9.1 KiB
| id | title | status | source_sections | related_topics | key_equations | key_terms | images | examples | open_questions |
|---|---|---|---|---|---|---|---|---|---|
| learning-and-ai | Learning & AI | established | reference/sources/github-unitree-rl-gym.md, reference/sources/github-unitree-rl-lab.md, reference/sources/github-xr-teleoperate.md, reference/sources/paper-bfm-zero.md, reference/sources/paper-gait-conditioned-rl.md | [simulation locomotion-control manipulation sdk-programming whole-body-control motion-retargeting push-recovery-balance] | [] | [gait_conditioned_rl curriculum_learning sim_to_real lerobot xr_teleoperate teleoperation] | [] | [] | [Optimal reward function design for G1 locomotion Training time estimates for different policy types How to fine-tune the stock locomotion policy LLM-based task planning integration status (firmware v3.2+)] |
Learning & AI
Reinforcement learning, imitation learning, and AI-based control for the G1.
1. Reinforcement Learning
Official RL Frameworks
| Framework | Repository | Base Library | Sim Engine | G1 Support | Tier |
|---|---|---|---|---|---|
| unitree_rl_gym | unitreerobotics/unitree_rl_gym | legged_gym + rsl_rl | Isaac Gym | Yes | T0 |
| unitree_rl_lab | unitreerobotics/unitree_rl_lab | Isaac Lab | Isaac Lab | G1-29dof | T0 |
unitree_rl_gym — Complete RL Pipeline
The primary framework for training locomotion policies: [T0]
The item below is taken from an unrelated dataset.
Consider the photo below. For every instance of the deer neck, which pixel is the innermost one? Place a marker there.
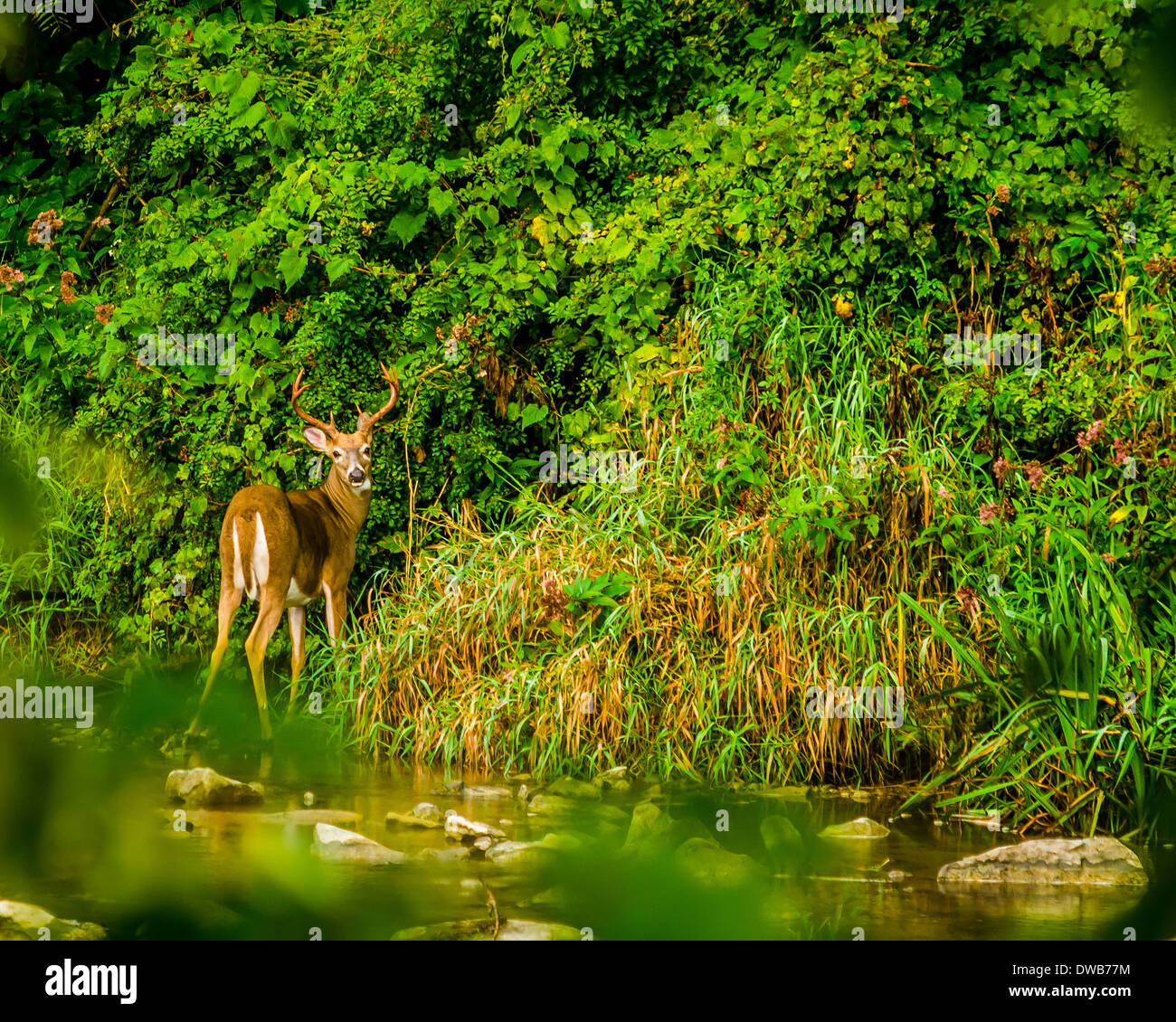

- Supported robots: Go2, H1, H1_2, G1
- Algorithm: PPO (via rsl_rl)
- Training: Parallel environments, GPU/CPU device selection, checkpoint management
- Pipeline: Train → Play → Sim2Sim (MuJoCo validation) → Sim2Real (unitree_sdk2_python)
- Deployment: Python scripts and C++ binaries with network interface configuration
unitree_rl_lab — Isaac Lab Integration
Advanced RL training on NVIDIA Isaac Lab: [T0]
- Supported robots: Go2, H1, G1-29dof
- Simulation backends: Isaac Lab (NVIDIA) and MuJoCo (cross-sim validation)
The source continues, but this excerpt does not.